2. Steve Austin (The Six Million Dollar Man) - When it comes to television, the cyborg is synonymous with The Six Million Dollar Man, Steve Austin. Famously injured in a plane crash, Austin was rebuilt with super-strong arms and legs, and a high-tech eye. Austin's legacy is still high. Whenever body-enhancing prosthesis are discussed in the media, the Six Million Dollar Man is almost inevitably mentioned.
1. Darth Vader (Star Wars) - A former Jedi knight injured in a battle with his master, Anakin Skywalker is reconstructed as an enormous black-clad warrior. Unable to walk or even breathe without his mechanical suit, yet made far more powerful and imposing, Darth Vader captures the tragedy of the cyborg in one of the most popular movies of all time.


What's your take on these cyborgs? Can you think of other cyborgs that should have made this list?

This post is "C is for Cyborg," part of the "A-Z Blogging Challenge." We'll be posting something on our blog every day in April except for Sundays. The challenge is hosted by Arlee BirdJeffrey Beesler, Alex J. CavanaughJen Daiker, Candace Ganger, Karen J Gowen, Talli Roland and Stephen Tremp. Visit them today and everyday for the next month!

7 comments:

Claudie Arseneault said...

Oh man, I love this post. Inspector Gadget was among my favourite shows when I was a kid. And I always loved Arliss Loveless (it might have to do with him being played by Kenneth Branagh, but nevermind that.)

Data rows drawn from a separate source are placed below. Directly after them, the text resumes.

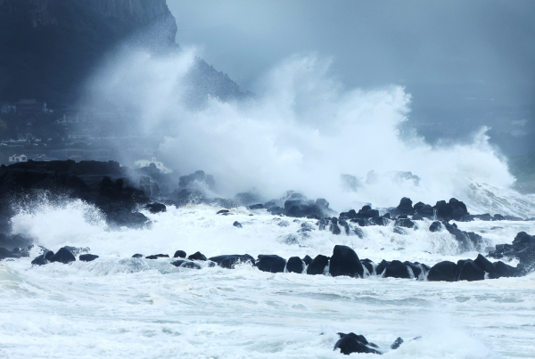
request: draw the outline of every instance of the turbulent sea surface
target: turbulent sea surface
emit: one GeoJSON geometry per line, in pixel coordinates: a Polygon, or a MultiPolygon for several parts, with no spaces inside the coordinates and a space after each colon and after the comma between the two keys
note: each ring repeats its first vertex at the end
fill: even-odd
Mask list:
{"type": "MultiPolygon", "coordinates": [[[[169,207],[151,229],[110,231],[92,207],[42,205],[12,219],[13,232],[52,250],[89,247],[100,258],[32,266],[31,258],[0,264],[0,356],[6,358],[341,358],[337,332],[353,331],[392,358],[527,358],[535,353],[535,273],[482,281],[268,273],[177,268],[173,258],[132,258],[177,249],[223,254],[330,256],[335,244],[361,259],[474,258],[458,254],[447,232],[419,221],[408,235],[393,225],[363,227],[364,238],[315,230],[303,222],[244,208],[169,207]],[[252,214],[253,216],[250,216],[252,214]],[[239,221],[243,228],[233,226],[239,221]],[[398,337],[405,343],[390,345],[398,337]],[[414,339],[421,337],[418,339],[414,339]]],[[[457,223],[489,246],[510,243],[535,222],[457,223]]],[[[514,265],[514,263],[513,263],[514,265]]],[[[351,356],[371,355],[357,355],[351,356]]],[[[367,357],[367,356],[366,356],[367,357]]]]}

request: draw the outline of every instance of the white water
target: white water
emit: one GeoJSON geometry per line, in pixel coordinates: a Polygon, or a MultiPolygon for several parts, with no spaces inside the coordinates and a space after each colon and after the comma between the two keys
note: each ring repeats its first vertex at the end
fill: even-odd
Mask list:
{"type": "MultiPolygon", "coordinates": [[[[395,206],[403,196],[434,204],[451,197],[471,212],[535,216],[535,197],[507,190],[514,178],[485,128],[471,144],[425,144],[401,136],[410,96],[399,86],[344,89],[314,56],[284,61],[247,103],[210,99],[202,110],[184,102],[184,78],[195,53],[153,57],[125,52],[95,75],[88,104],[112,102],[139,115],[128,129],[159,143],[159,158],[181,174],[214,175],[218,193],[254,190],[266,200],[286,190],[324,197],[338,211],[395,206]],[[369,171],[374,181],[366,183],[369,171]],[[392,171],[411,171],[420,184],[392,171]],[[359,180],[347,192],[341,174],[359,180]]],[[[407,235],[392,226],[366,227],[365,237],[296,232],[303,220],[265,211],[196,206],[150,215],[147,230],[113,232],[81,201],[41,201],[12,219],[13,233],[56,251],[89,247],[91,263],[32,267],[30,258],[0,264],[0,356],[8,358],[340,358],[336,332],[365,335],[392,358],[525,358],[535,353],[535,275],[479,282],[428,282],[178,269],[171,258],[133,259],[183,249],[207,257],[276,254],[329,256],[335,244],[360,258],[419,261],[459,255],[448,233],[428,222],[407,235]],[[234,221],[243,224],[238,229],[234,221]],[[287,221],[287,226],[278,225],[287,221]],[[295,236],[292,241],[288,236],[295,236]],[[288,244],[288,243],[294,244],[288,244]],[[421,339],[409,339],[415,337],[421,339]],[[397,337],[406,342],[395,351],[397,337]]],[[[309,221],[313,223],[314,221],[309,221]]],[[[473,222],[462,230],[489,245],[511,242],[533,222],[473,222]],[[495,228],[498,227],[498,228],[495,228]]],[[[514,263],[513,263],[514,265],[514,263]]],[[[363,356],[353,355],[353,356],[363,356]]],[[[366,356],[367,357],[367,356],[366,356]]]]}
{"type": "MultiPolygon", "coordinates": [[[[172,258],[130,258],[134,253],[172,257],[177,249],[207,257],[314,257],[330,255],[334,244],[350,245],[375,262],[432,265],[475,257],[476,252],[458,255],[455,240],[430,233],[428,223],[406,236],[391,226],[364,227],[362,240],[314,230],[309,238],[298,237],[300,247],[284,239],[297,234],[303,221],[315,221],[294,222],[264,210],[250,216],[238,208],[221,216],[206,206],[169,208],[146,214],[154,222],[150,230],[111,232],[95,220],[90,206],[41,206],[14,217],[14,231],[54,251],[90,247],[101,257],[42,267],[32,267],[31,258],[2,263],[3,357],[339,358],[333,351],[338,331],[363,334],[385,350],[402,337],[406,343],[385,354],[393,358],[522,358],[535,352],[532,273],[445,283],[272,274],[249,266],[187,270],[171,265],[172,258]],[[243,228],[232,225],[236,220],[243,228]],[[278,225],[281,221],[288,226],[278,225]]],[[[457,224],[490,244],[511,242],[519,231],[535,233],[533,222],[457,224]]]]}

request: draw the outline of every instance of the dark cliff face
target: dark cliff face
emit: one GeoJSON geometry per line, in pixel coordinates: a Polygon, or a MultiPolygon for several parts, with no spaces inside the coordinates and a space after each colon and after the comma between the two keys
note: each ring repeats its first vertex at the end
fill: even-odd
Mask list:
{"type": "MultiPolygon", "coordinates": [[[[73,103],[122,41],[136,37],[154,50],[176,51],[176,33],[166,0],[0,0],[0,101],[73,103]]],[[[206,78],[225,80],[215,70],[206,78]]]]}

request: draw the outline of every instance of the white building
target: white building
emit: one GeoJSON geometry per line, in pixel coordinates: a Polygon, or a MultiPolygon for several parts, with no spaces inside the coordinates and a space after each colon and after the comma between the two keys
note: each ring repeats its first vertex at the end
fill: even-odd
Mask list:
{"type": "Polygon", "coordinates": [[[151,163],[153,163],[154,166],[156,166],[156,168],[160,169],[164,174],[173,173],[172,169],[166,167],[165,166],[163,166],[163,163],[157,161],[155,157],[152,157],[152,159],[151,160],[137,159],[136,162],[134,162],[134,167],[135,168],[148,167],[149,166],[151,166],[151,163]]]}
{"type": "Polygon", "coordinates": [[[9,157],[9,163],[28,162],[28,156],[16,154],[9,157]]]}

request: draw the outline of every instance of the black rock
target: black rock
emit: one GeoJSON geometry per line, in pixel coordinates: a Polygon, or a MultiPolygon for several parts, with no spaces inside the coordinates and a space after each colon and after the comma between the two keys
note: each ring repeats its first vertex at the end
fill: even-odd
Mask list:
{"type": "Polygon", "coordinates": [[[34,260],[31,261],[32,265],[47,265],[48,263],[49,263],[48,260],[45,259],[45,256],[43,256],[43,255],[36,257],[34,258],[34,260]]]}
{"type": "Polygon", "coordinates": [[[184,250],[177,250],[175,252],[175,255],[173,256],[174,258],[185,258],[185,252],[184,250]]]}
{"type": "Polygon", "coordinates": [[[413,221],[411,221],[410,219],[398,219],[396,220],[396,225],[399,226],[399,227],[405,227],[405,228],[414,228],[415,226],[415,223],[413,221]]]}
{"type": "Polygon", "coordinates": [[[440,225],[440,223],[439,221],[434,221],[429,226],[429,231],[431,232],[440,232],[441,229],[442,225],[440,225]]]}
{"type": "Polygon", "coordinates": [[[420,273],[422,273],[422,268],[420,268],[418,265],[416,265],[416,263],[412,263],[412,262],[408,262],[408,261],[405,261],[405,262],[403,262],[403,264],[405,265],[407,265],[407,267],[410,267],[410,269],[413,271],[413,274],[415,274],[415,279],[418,279],[418,277],[420,276],[420,273]]]}
{"type": "Polygon", "coordinates": [[[52,257],[50,258],[50,262],[60,262],[63,264],[74,261],[76,261],[76,257],[72,255],[72,253],[70,253],[69,249],[66,249],[65,247],[60,249],[60,250],[58,250],[56,254],[52,256],[52,257]]]}
{"type": "Polygon", "coordinates": [[[457,265],[447,260],[432,266],[427,274],[427,280],[431,281],[455,281],[456,279],[457,265]]]}
{"type": "Polygon", "coordinates": [[[262,272],[283,273],[286,259],[276,255],[259,255],[256,266],[262,272]]]}
{"type": "Polygon", "coordinates": [[[92,262],[98,257],[99,257],[95,254],[82,254],[80,257],[78,257],[78,259],[82,262],[92,262]]]}
{"type": "Polygon", "coordinates": [[[460,260],[457,262],[459,272],[458,281],[482,281],[485,279],[485,272],[480,268],[472,259],[460,260]]]}
{"type": "Polygon", "coordinates": [[[343,355],[349,355],[351,353],[371,353],[371,354],[382,354],[381,352],[369,347],[367,340],[362,335],[357,335],[355,333],[338,333],[341,339],[334,344],[334,349],[340,349],[340,352],[343,355]]]}
{"type": "Polygon", "coordinates": [[[290,273],[302,273],[304,267],[304,263],[299,257],[291,257],[286,264],[286,270],[290,273]]]}
{"type": "Polygon", "coordinates": [[[399,260],[393,260],[384,268],[385,278],[410,278],[407,265],[399,260]]]}
{"type": "Polygon", "coordinates": [[[494,263],[490,262],[481,254],[477,255],[477,258],[475,258],[473,262],[477,265],[477,266],[487,273],[494,273],[496,271],[496,265],[494,265],[494,263]]]}
{"type": "Polygon", "coordinates": [[[394,340],[394,342],[391,346],[391,349],[395,350],[395,349],[399,348],[401,344],[403,344],[403,339],[401,338],[398,337],[398,339],[396,340],[394,340]]]}
{"type": "Polygon", "coordinates": [[[184,259],[179,259],[175,262],[172,262],[171,265],[181,268],[201,269],[201,265],[199,264],[184,259]]]}
{"type": "Polygon", "coordinates": [[[169,258],[169,254],[153,254],[152,256],[145,257],[145,259],[158,259],[158,258],[169,258]]]}
{"type": "Polygon", "coordinates": [[[190,255],[187,258],[190,260],[206,260],[206,257],[201,252],[195,252],[190,255]]]}
{"type": "Polygon", "coordinates": [[[316,256],[312,263],[310,263],[310,265],[309,265],[309,266],[307,267],[307,274],[323,274],[328,264],[329,257],[318,254],[317,256],[316,256]]]}
{"type": "Polygon", "coordinates": [[[493,263],[494,272],[489,274],[490,279],[498,279],[501,277],[515,277],[518,274],[518,271],[514,266],[506,265],[504,262],[498,261],[493,263]]]}
{"type": "Polygon", "coordinates": [[[362,265],[363,267],[367,269],[368,273],[370,275],[372,275],[374,273],[374,262],[372,262],[370,259],[368,259],[368,258],[360,259],[360,264],[362,265]]]}
{"type": "Polygon", "coordinates": [[[303,257],[303,262],[305,262],[305,265],[310,265],[310,263],[312,263],[312,260],[313,260],[312,257],[309,255],[306,255],[303,257]]]}
{"type": "Polygon", "coordinates": [[[254,265],[255,264],[255,260],[254,258],[248,255],[239,255],[239,254],[233,254],[233,255],[224,255],[224,256],[217,256],[217,257],[212,257],[211,258],[210,258],[210,260],[211,260],[212,262],[216,262],[218,264],[218,265],[219,265],[220,267],[223,268],[226,268],[226,269],[235,269],[236,265],[241,265],[241,264],[250,264],[251,265],[254,265]]]}
{"type": "Polygon", "coordinates": [[[415,209],[412,207],[412,200],[407,197],[401,199],[396,209],[398,210],[398,213],[402,215],[412,216],[415,213],[415,209]]]}
{"type": "Polygon", "coordinates": [[[156,203],[156,202],[150,203],[150,204],[146,205],[145,208],[151,213],[160,213],[160,212],[167,211],[167,207],[163,203],[156,203]]]}
{"type": "Polygon", "coordinates": [[[377,268],[375,268],[377,275],[381,275],[383,273],[383,271],[384,271],[384,268],[386,268],[388,265],[390,265],[390,262],[383,259],[381,263],[379,263],[379,265],[377,265],[377,268]]]}
{"type": "Polygon", "coordinates": [[[329,273],[332,276],[348,275],[350,277],[364,275],[364,269],[357,253],[348,246],[334,246],[329,273]]]}

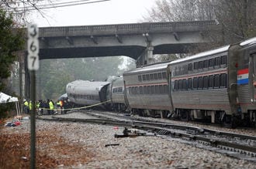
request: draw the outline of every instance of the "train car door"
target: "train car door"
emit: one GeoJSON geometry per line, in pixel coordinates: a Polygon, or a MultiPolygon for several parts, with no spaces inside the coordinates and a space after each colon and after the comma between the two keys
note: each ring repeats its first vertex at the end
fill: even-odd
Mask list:
{"type": "Polygon", "coordinates": [[[250,54],[249,87],[251,101],[256,103],[256,52],[250,54]]]}

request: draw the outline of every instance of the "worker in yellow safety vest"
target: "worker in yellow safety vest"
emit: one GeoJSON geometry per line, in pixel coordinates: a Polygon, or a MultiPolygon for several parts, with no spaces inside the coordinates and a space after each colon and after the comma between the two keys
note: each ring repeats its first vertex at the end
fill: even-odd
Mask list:
{"type": "Polygon", "coordinates": [[[51,100],[49,102],[49,106],[50,106],[50,114],[54,114],[54,103],[51,100]]]}
{"type": "Polygon", "coordinates": [[[24,100],[24,113],[29,113],[29,102],[26,100],[24,100]]]}

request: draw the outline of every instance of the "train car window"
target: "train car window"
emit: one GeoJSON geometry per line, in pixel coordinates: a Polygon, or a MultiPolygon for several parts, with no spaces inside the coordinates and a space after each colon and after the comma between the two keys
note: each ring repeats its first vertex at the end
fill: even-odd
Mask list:
{"type": "Polygon", "coordinates": [[[178,67],[175,66],[175,71],[174,71],[174,76],[178,75],[178,67]]]}
{"type": "Polygon", "coordinates": [[[147,81],[150,80],[149,74],[147,74],[147,75],[146,75],[146,79],[147,79],[147,81]]]}
{"type": "Polygon", "coordinates": [[[204,60],[203,61],[203,69],[208,69],[208,63],[209,63],[209,61],[208,60],[204,60]]]}
{"type": "Polygon", "coordinates": [[[213,75],[209,76],[209,89],[213,89],[213,75]]]}
{"type": "Polygon", "coordinates": [[[116,93],[116,89],[114,88],[114,89],[112,90],[112,93],[116,93]]]}
{"type": "Polygon", "coordinates": [[[214,88],[220,88],[220,75],[214,75],[214,88]]]}
{"type": "Polygon", "coordinates": [[[178,90],[178,81],[176,79],[175,81],[175,90],[178,90]]]}
{"type": "Polygon", "coordinates": [[[208,84],[209,84],[209,77],[208,76],[203,76],[203,89],[207,90],[208,89],[208,84]]]}
{"type": "Polygon", "coordinates": [[[214,67],[219,68],[220,65],[220,57],[214,58],[214,67]]]}
{"type": "Polygon", "coordinates": [[[193,79],[192,78],[189,78],[188,79],[188,90],[192,90],[193,87],[193,79]]]}
{"type": "Polygon", "coordinates": [[[147,92],[148,92],[149,94],[152,94],[150,86],[147,86],[147,92]]]}
{"type": "Polygon", "coordinates": [[[243,69],[247,69],[249,67],[249,56],[246,54],[242,54],[244,57],[244,66],[242,66],[243,69]]]}
{"type": "Polygon", "coordinates": [[[182,67],[182,74],[185,75],[185,74],[188,74],[188,73],[189,73],[189,66],[188,66],[188,65],[185,65],[182,67]]]}
{"type": "Polygon", "coordinates": [[[220,57],[220,64],[221,65],[227,65],[227,56],[222,56],[220,57]]]}
{"type": "Polygon", "coordinates": [[[227,74],[222,73],[220,74],[220,88],[227,88],[227,74]]]}
{"type": "Polygon", "coordinates": [[[159,86],[154,86],[154,90],[156,91],[156,94],[159,94],[159,86]]]}
{"type": "Polygon", "coordinates": [[[142,79],[143,79],[143,81],[146,81],[146,75],[142,76],[142,79]]]}
{"type": "Polygon", "coordinates": [[[189,63],[189,73],[192,73],[192,63],[189,63]]]}
{"type": "Polygon", "coordinates": [[[254,71],[254,75],[255,75],[256,74],[256,52],[251,54],[251,57],[252,57],[253,71],[254,71]]]}
{"type": "Polygon", "coordinates": [[[140,94],[140,90],[138,86],[135,87],[135,94],[140,94]]]}
{"type": "Polygon", "coordinates": [[[141,79],[141,76],[140,75],[138,76],[138,80],[139,80],[139,82],[141,82],[142,81],[142,79],[141,79]]]}
{"type": "Polygon", "coordinates": [[[118,92],[122,93],[123,92],[123,87],[119,87],[118,88],[118,92]]]}
{"type": "Polygon", "coordinates": [[[197,90],[197,86],[198,86],[198,78],[197,77],[194,77],[193,78],[193,89],[194,90],[197,90]]]}
{"type": "Polygon", "coordinates": [[[188,79],[182,79],[182,90],[188,90],[188,79]]]}
{"type": "Polygon", "coordinates": [[[144,94],[147,94],[147,86],[143,86],[143,93],[144,93],[144,94]]]}
{"type": "Polygon", "coordinates": [[[167,85],[164,85],[164,93],[168,93],[168,87],[167,85]]]}
{"type": "Polygon", "coordinates": [[[194,63],[194,70],[197,70],[199,69],[199,63],[194,63]]]}
{"type": "Polygon", "coordinates": [[[159,93],[161,94],[164,93],[164,87],[163,85],[159,85],[159,93]]]}
{"type": "Polygon", "coordinates": [[[178,66],[178,75],[182,75],[182,67],[178,66]]]}
{"type": "Polygon", "coordinates": [[[143,87],[140,86],[140,94],[143,94],[143,87]]]}
{"type": "Polygon", "coordinates": [[[153,76],[153,74],[150,74],[150,80],[151,80],[151,81],[154,80],[154,76],[153,76]]]}
{"type": "Polygon", "coordinates": [[[166,79],[166,73],[162,73],[163,79],[166,79]]]}
{"type": "Polygon", "coordinates": [[[178,80],[178,90],[182,90],[182,80],[179,79],[178,80]]]}
{"type": "Polygon", "coordinates": [[[162,73],[158,73],[158,79],[162,79],[162,73]]]}
{"type": "Polygon", "coordinates": [[[155,94],[156,92],[154,90],[154,86],[151,86],[151,92],[152,92],[152,94],[155,94]]]}
{"type": "Polygon", "coordinates": [[[202,80],[202,76],[199,77],[199,85],[198,85],[198,89],[202,90],[203,86],[203,80],[202,80]]]}
{"type": "Polygon", "coordinates": [[[199,63],[199,69],[202,69],[202,68],[203,68],[203,62],[200,61],[199,63]]]}
{"type": "Polygon", "coordinates": [[[209,67],[213,67],[213,66],[214,66],[214,59],[209,59],[209,67]]]}
{"type": "Polygon", "coordinates": [[[157,79],[157,73],[154,73],[154,79],[157,79]]]}
{"type": "Polygon", "coordinates": [[[135,94],[135,87],[132,87],[132,93],[133,93],[133,95],[135,94]]]}

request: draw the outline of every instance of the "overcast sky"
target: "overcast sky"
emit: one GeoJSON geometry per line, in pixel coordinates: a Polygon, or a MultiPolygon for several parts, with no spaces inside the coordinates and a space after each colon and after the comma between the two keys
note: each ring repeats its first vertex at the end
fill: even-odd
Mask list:
{"type": "MultiPolygon", "coordinates": [[[[61,2],[68,2],[61,0],[61,2]]],[[[70,2],[71,0],[69,0],[70,2]]],[[[95,0],[91,0],[95,1],[95,0]]],[[[157,0],[110,0],[103,2],[44,9],[34,12],[32,22],[40,27],[136,23],[142,21],[157,0]]]]}

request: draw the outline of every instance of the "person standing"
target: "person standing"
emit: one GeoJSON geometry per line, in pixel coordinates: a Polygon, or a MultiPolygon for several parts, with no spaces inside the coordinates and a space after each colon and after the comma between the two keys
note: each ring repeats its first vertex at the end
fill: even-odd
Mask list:
{"type": "Polygon", "coordinates": [[[49,107],[50,107],[50,114],[54,114],[54,103],[51,100],[49,102],[49,107]]]}
{"type": "Polygon", "coordinates": [[[29,102],[26,100],[24,100],[24,113],[29,113],[29,102]]]}

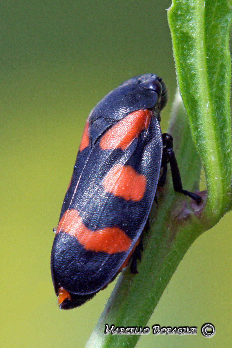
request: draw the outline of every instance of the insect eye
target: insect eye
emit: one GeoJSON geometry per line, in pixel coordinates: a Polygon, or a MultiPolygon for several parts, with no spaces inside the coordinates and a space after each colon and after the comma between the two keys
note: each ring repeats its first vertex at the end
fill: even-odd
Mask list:
{"type": "Polygon", "coordinates": [[[162,86],[160,82],[157,80],[153,80],[147,84],[146,87],[149,89],[152,89],[156,92],[158,94],[160,95],[162,92],[162,86]]]}

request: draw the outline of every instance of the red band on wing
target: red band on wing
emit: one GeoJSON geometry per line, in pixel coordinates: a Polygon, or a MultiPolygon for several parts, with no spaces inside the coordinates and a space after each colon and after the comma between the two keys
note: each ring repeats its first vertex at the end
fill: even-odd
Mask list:
{"type": "Polygon", "coordinates": [[[138,174],[130,166],[117,164],[104,178],[102,184],[108,192],[127,200],[139,201],[146,190],[145,175],[138,174]]]}
{"type": "Polygon", "coordinates": [[[88,146],[89,143],[89,122],[87,122],[85,126],[84,132],[81,138],[81,143],[80,144],[80,151],[81,151],[84,149],[88,146]]]}
{"type": "Polygon", "coordinates": [[[140,109],[129,113],[104,134],[100,142],[101,147],[103,150],[126,150],[143,129],[147,129],[152,114],[152,111],[147,109],[140,109]]]}
{"type": "Polygon", "coordinates": [[[61,231],[75,237],[87,250],[108,254],[126,251],[131,240],[118,227],[91,231],[86,227],[76,209],[66,210],[61,218],[56,233],[61,231]]]}

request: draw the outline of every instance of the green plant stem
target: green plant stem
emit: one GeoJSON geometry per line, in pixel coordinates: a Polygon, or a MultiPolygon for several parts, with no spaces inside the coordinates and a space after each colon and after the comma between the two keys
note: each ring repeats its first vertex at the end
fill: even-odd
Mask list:
{"type": "Polygon", "coordinates": [[[201,192],[203,202],[197,206],[174,192],[168,173],[164,188],[157,190],[159,206],[153,205],[151,212],[139,274],[127,269],[120,276],[87,347],[134,347],[139,336],[105,335],[105,324],[145,326],[190,246],[232,207],[231,17],[226,0],[173,0],[168,10],[178,83],[187,114],[177,97],[169,130],[184,188],[198,188],[201,160],[207,195],[201,192]]]}
{"type": "Polygon", "coordinates": [[[173,0],[168,13],[180,92],[206,175],[202,221],[210,228],[231,192],[231,10],[226,0],[173,0]]]}
{"type": "MultiPolygon", "coordinates": [[[[179,97],[173,112],[169,130],[174,136],[183,184],[194,190],[199,182],[201,165],[179,97]],[[192,175],[187,175],[190,172],[192,175]]],[[[144,237],[139,273],[131,275],[127,269],[120,276],[87,347],[134,346],[139,336],[105,335],[105,324],[145,325],[180,261],[202,230],[197,217],[200,207],[174,193],[170,173],[167,181],[165,188],[158,191],[159,205],[153,205],[150,214],[151,231],[144,237]]]]}

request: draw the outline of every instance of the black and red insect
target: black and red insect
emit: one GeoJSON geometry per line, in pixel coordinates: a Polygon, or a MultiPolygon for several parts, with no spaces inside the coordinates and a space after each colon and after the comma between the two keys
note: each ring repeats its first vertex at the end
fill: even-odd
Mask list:
{"type": "Polygon", "coordinates": [[[175,190],[200,202],[183,189],[172,138],[161,133],[167,100],[162,79],[146,74],[110,92],[90,113],[51,251],[60,308],[84,303],[131,259],[137,272],[143,232],[168,163],[175,190]]]}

Great post, great blog. I'm glad I found you guys!

Sam Iam said...

How about gunslinger from westworld. Yul Brynner was pretty good!

Kooz said...

Excellent list, but where are the Cylons?  My take here: http://kooztop5.blogspot.com/2011/09/top-5-television-cyborgs.html

monkeymigraine said...

Cyclons! That's a good one, although I'd have to check. I always thought the Cylcons were 100% machine.

monkeymigraine said...

 Gunslinger was cool, but he was a robot, not a cyborg.

Raymond Virzi said...

The first one that came to mind for me was General Grievous, but he wasn't on the list. Maybe he isn't famous enough yet ;)

Kooz said...

Cylons (in the new series, not the original) were made as machines/robots, but they "evolved" (may be too strong a word) into basically humans (referred to on the show as "skin jobs") and some of their crafts are combination metal exterior and biological interior. I'm doing a lousy job of explaining, but it's pretty well done in the show (by the end).